Our logs are not perfectly maintained, but I can't find a crash recently, no. This could be becaulse of the kernel update. It might also be because the machine isn't any more running LSF servers as it used to. But in either case, it doesn't seem to crash any more.
Fine... if this happens again, please update this bug report...
WRT to comment #17, Please make that dump available to your customer support person so we can take a look at it...
Um, David, where is that dump? There is a directory /var/crash/127.0.0.1-2005-05-09-18:00 on schellville, but it is empty.
I guess someone cleaned it away )-: Those things are around 6 GB of size... Anyway, make sure there is enough room in /var/crash and run chkconfig diskdump on;service diskdump start and you ought to get a new dump next time the computer dies.

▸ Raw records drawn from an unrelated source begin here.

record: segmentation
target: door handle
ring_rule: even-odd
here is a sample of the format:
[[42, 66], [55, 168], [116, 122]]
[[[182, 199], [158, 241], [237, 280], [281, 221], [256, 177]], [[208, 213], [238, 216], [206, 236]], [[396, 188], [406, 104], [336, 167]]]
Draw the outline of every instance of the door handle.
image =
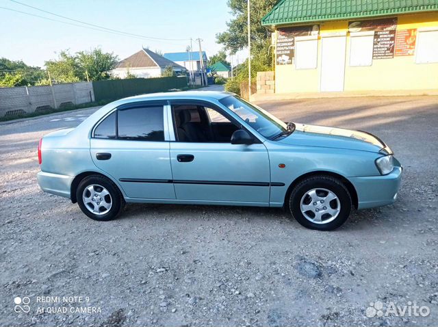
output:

Reverting to NEEDINFO until we can get a dump to work with. If you can't reproduce this crash again within a few weeks, please close this bug report with the CANTFIX or WORKSFORME disposition. Thanks in advance.
Diskdump is already enabled. As I mentioned in comment 19, the machine has been more stable recently. For one reason or another. I'll keep a closer eye for a while, and if it seems ok I'll close as you say.
It has stayed up this month since I filed comment 25. If it is because of updated kernels or because the machine isn't used in the same way now, I don't know. But in any case, it doesn't happen any more.